Deep Diving in the World of Data Warehousing — Continued..

BluePi
5 min readSep 20, 2017

In our last blog, we tried to understand terminology around data warehouse. But data warehouse is only a central storage system, to build a complete analytical solution there are other components needed which we will be discussing in a while below.

ETL

Like we said earlier, main hindrance with starting a BI solution is to extract data from operational systems and putting it in a suitable format for informational applications that runoff the data warehouse. ETL is acronym of Extract, Transform, Load and such tools perform all the conversions, summarizations, key changes, structural changes and condensations needed to transform disparate data into information that can be used by the decision supporttool.

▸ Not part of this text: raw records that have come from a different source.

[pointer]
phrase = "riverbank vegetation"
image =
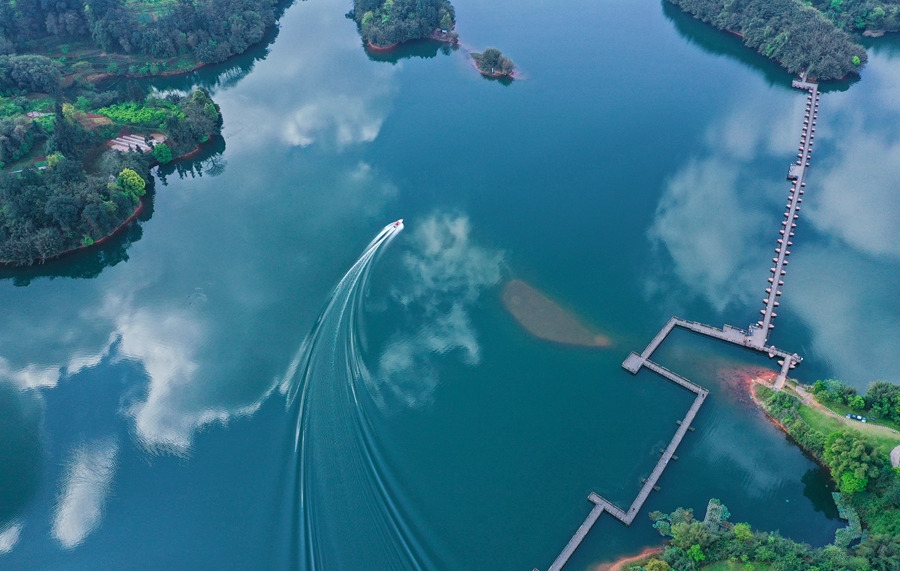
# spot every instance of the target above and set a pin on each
(868, 497)
(857, 459)
(794, 33)
(715, 543)
(389, 22)
(492, 63)
(872, 16)
(63, 187)
(134, 37)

The functionality includes:

  • Removing unwanted information while loading data from operational databases
  • Converting to common data names and definitions, for uniformity across data from different platforms.
  • Establishing defaults for missing data
  • Accommodating source data definition changes i.e. meta data information.

There are tools which are already available for the above operations but they work only with simpler data extracts. Frequently, customized extract routines need to be developed for the more complicated data extraction procedures.

Meta Data

Meta data is data about data that describes the data warehouse. It is used for building, maintaining, managing and using the data warehouse.

The role of metadata in a warehouse is different from the warehouse data, yet it plays an important role. The various roles of metadata are explained below:

  • Metadata acts as a directory for data warehouse data.
  • This directory helps the decision support system to locate the content correctly in data warehouse.
  • Metadata helps in decision support system for mapping of data while transformation from operational environment to data warehouse environment.
  • Metadata also helps in distinction between lightly detailed data and highly summarized data.
  • Metadata is used by query tools to build insights.
  • Metadata is used by ETL tools in cleaning, transforming and loading data.

Data Marts

Data mart is an implementation of data warehouse with a scope of content and data warehouse functions. Usually data mart are restricted for a single department or part of the organization.

Some of the complexities inherent in data warehouses are usually not present in data-mart-oriented projects. Data architecture modeling, for instance, which is a crucial technique for data warehouse development, is far less required for data marts.

Modeling for the data mart is more end-user focused than modeling for a data warehouse.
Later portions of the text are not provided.